"We are healed of a suffering only by experiencing it to the full." Marcel Proust
No riding the past few days -- cold winds, rain, and even snow made it far too easy to find reasons or excuses to stay inside, though I have been regularly on the treadmill.
I have spent some of the time trying to recall particulars of my best and worst rides. The worst seems easy enough. June or early July, 1983, northeast of Omaha. A windy Sunday, Mark and I and his brother John rode from Omaha to Underwood, where we stopped and had a hearty breakfast. A big stack of pancakes as I recall. The ride up had been unremarkable. But on leaving the truckstop restaurant the highway crossed the interstate on a long uphill bridge, onto a hilly two-lane, into a strong headwind. Immediately I recalled and regretted the pancakes, which had been so tempting. As the ride progressed, I fell further and further back, and felt my energy level plummetting. Eventually I realized the wind was such that I was having to downshift even on the downhills, and any turnaround for home was probably miles away. Mark and John had vanished over the hilly horizon.

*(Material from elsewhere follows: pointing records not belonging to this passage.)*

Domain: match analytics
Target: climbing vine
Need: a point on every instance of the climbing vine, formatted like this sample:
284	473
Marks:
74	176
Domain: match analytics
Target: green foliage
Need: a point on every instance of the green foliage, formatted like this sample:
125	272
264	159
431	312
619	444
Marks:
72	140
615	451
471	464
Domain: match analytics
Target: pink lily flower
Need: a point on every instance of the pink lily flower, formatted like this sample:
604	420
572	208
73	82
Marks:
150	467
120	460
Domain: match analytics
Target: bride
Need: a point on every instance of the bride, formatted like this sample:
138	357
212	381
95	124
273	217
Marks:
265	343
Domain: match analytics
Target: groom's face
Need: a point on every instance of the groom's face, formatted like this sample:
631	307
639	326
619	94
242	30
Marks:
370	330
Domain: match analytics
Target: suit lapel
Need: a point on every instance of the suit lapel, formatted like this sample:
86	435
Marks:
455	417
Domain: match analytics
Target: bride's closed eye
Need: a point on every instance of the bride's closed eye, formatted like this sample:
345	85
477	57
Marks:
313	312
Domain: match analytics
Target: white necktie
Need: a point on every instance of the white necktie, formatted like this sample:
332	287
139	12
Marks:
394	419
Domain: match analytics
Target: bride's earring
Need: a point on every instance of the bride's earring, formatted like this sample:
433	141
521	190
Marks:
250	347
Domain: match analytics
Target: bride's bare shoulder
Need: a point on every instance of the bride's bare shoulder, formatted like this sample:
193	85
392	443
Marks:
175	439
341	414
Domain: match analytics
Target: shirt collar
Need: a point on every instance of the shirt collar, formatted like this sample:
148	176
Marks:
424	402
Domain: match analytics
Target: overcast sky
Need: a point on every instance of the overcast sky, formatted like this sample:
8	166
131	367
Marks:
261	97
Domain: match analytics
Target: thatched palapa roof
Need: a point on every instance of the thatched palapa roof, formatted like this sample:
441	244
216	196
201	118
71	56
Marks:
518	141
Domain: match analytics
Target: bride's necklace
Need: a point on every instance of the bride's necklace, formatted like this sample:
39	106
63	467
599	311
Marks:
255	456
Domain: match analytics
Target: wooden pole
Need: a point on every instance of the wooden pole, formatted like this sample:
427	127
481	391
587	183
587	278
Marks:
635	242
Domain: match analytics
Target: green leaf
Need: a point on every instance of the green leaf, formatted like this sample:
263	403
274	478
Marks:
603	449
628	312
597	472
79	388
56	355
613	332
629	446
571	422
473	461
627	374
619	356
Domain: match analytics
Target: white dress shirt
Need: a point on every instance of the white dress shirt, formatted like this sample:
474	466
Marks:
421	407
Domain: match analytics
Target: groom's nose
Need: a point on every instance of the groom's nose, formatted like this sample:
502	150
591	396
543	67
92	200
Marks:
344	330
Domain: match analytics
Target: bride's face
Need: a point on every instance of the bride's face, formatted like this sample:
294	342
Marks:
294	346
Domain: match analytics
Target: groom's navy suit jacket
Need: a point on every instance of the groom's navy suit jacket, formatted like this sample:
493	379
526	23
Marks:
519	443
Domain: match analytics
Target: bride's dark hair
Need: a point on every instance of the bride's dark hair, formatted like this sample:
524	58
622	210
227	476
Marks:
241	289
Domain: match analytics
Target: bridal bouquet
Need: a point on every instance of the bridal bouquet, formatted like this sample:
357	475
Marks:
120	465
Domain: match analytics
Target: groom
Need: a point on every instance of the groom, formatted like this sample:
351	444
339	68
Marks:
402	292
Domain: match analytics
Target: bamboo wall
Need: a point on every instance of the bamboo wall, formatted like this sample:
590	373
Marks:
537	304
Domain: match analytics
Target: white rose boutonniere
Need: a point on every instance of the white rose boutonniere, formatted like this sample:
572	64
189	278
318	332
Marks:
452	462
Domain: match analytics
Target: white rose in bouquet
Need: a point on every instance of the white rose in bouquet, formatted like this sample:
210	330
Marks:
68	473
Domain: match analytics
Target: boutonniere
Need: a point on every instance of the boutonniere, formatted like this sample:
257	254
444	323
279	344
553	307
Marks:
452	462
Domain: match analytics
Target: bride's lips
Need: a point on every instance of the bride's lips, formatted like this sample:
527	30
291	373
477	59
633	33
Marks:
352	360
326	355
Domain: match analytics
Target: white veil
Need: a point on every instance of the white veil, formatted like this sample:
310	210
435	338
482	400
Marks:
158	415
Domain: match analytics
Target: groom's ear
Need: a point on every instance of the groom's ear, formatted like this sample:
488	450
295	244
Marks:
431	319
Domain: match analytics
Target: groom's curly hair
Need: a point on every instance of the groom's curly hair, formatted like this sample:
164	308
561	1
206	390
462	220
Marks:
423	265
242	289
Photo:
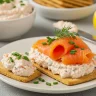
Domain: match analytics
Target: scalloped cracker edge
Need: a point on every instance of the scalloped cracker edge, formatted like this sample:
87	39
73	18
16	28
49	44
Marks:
11	75
67	81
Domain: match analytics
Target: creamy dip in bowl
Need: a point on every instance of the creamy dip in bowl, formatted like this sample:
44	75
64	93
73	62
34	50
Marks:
16	18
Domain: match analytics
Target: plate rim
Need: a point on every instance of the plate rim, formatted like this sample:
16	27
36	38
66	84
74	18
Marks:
42	90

I reluctantly -- but gratefully -- stopped the bike, sat a few moments midst the wild grasses, listened to the wind and the occasional bird song. I watched the empty horizon for several minutes. Then I said the Hell with it, turned the bike around, and let the wind help me ride back, until I reached a roadside convenience store. I chained the bike to a post, where it would be visible should my erstwhile friends come back looking for me, and I called for a ride home. About 30 minutes later Mark and John appeared, having -- they said -- watched for me from time to time, believing I was probably just a hill or two behind. My ride evenually showed up, and I chalked it all up to the elements.
That, I believe, was the only time I truly "bonked" on a ride, though there have been other times when the end came with a sense of great relief. A few memories well up, of gray cold winds and broiling summer afternoons.

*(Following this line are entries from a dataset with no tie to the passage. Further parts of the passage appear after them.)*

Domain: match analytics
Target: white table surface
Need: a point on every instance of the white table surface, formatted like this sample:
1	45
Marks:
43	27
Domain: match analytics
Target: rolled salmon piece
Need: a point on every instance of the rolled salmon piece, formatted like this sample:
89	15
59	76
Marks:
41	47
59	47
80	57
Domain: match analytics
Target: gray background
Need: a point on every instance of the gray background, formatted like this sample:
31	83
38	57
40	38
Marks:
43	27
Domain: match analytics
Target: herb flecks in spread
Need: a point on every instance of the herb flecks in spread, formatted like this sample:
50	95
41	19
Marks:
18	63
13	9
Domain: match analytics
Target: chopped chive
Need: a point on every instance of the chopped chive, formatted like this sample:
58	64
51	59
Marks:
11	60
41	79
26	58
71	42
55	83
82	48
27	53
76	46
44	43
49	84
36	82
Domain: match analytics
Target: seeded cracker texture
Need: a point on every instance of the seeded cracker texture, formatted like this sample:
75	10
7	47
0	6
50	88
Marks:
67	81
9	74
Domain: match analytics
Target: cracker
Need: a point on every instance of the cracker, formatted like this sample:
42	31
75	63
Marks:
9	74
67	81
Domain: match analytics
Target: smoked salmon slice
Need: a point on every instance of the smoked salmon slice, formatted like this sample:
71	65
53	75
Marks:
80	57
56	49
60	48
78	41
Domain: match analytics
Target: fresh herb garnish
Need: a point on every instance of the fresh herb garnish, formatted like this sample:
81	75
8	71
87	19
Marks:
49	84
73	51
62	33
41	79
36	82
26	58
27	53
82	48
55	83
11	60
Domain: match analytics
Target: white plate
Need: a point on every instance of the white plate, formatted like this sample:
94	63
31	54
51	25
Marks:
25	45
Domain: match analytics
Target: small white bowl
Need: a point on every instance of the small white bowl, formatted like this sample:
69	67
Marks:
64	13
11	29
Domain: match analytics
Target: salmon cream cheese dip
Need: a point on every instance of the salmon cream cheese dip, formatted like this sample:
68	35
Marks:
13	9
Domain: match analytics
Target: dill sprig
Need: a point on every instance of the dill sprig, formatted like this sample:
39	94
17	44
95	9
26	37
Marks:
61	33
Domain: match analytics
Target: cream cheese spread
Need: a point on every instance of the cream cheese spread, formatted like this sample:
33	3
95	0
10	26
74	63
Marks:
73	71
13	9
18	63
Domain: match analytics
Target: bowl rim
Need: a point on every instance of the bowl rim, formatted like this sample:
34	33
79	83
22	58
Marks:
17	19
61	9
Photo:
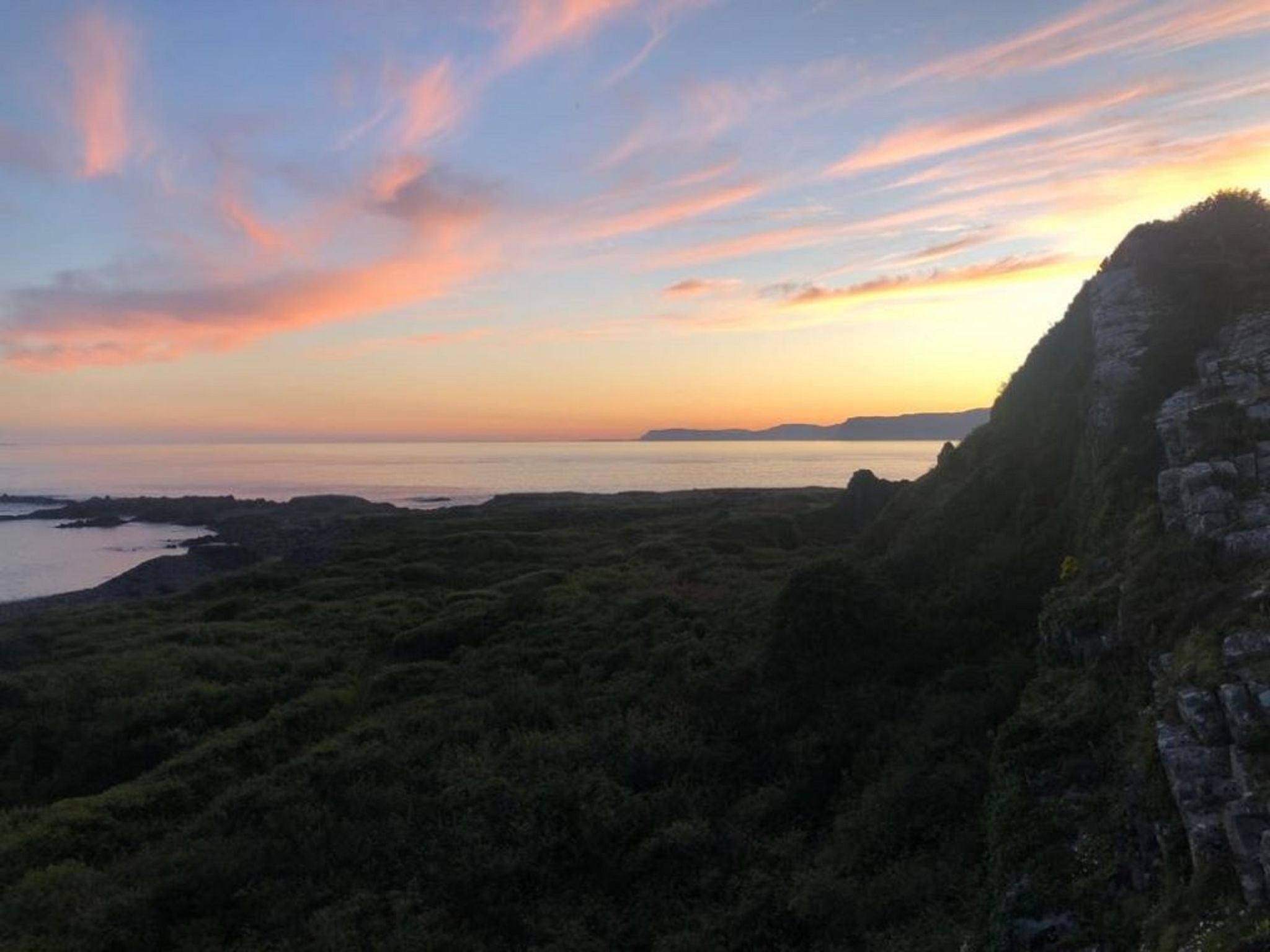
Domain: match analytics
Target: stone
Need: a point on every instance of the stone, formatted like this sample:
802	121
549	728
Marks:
1041	932
1250	771
1201	782
1244	716
1255	513
1202	712
1121	312
1248	541
1245	822
1246	465
1245	645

As I believe I have already written, I can find no particular ride that stands out as wonderful, though the two Tour de Nebraska rides (300 or so miles over a few days) shine in my memory. I recall one of them up in Northeastern Nebraska, a beautiful prairie summer morning, the road steel gray and shining under a not-yet-hot sun, dew still beside the road, the wind still sleeping, the birds happy to see me pass by, my bike buddies Mark and Paul nearby but not immediately beside me. I recall a long sweep of road leading to the town of Bancroft and John Neihardt's old domain. Memories of green and gray, smells of grass and wildflowers, the bike-generated wind gentle on my face, warm sunshine. Good to be alive.
I also remember the long last downhill on the old GORP ride (Greater Omaha Ride to Pisgah), an annual ride for several years with Mark and Paul, some 38 miles from Omaha to mom and dad's farmstead. That ride was moderately challenging in spots, but mostly manageable -- and it was pleasant indeed to top the last hill and see the turnoff below that led to the small green farmhouse, with its decrepit barn and two towering cottonwoods, and the fields all around, knowing that mom was waiting with her ox-tail stew, and the bikes could be left around the yard to fend for themselves. That, for me, is the essence of bicycing, a reasonable effort well-rewarded.
But I can't close here with recalling some summer rides in the 1970s, usually with Mark, when we would get on our bikes, sometimes wearing blue jeans, and ride the 15 or so miles to Elkhorn, where we would hang out in the saloon for a couple hours and drink beer -- then climb back on the bikes, the hot afternoon sun sneering at us, and weave our way home. No helmets, no water, no sense. From this vantage point that was all wrong, from the clothing to the beer, but we were too young and impetuous, and dare I say idealistic, to know or care better. And those were wonderful times.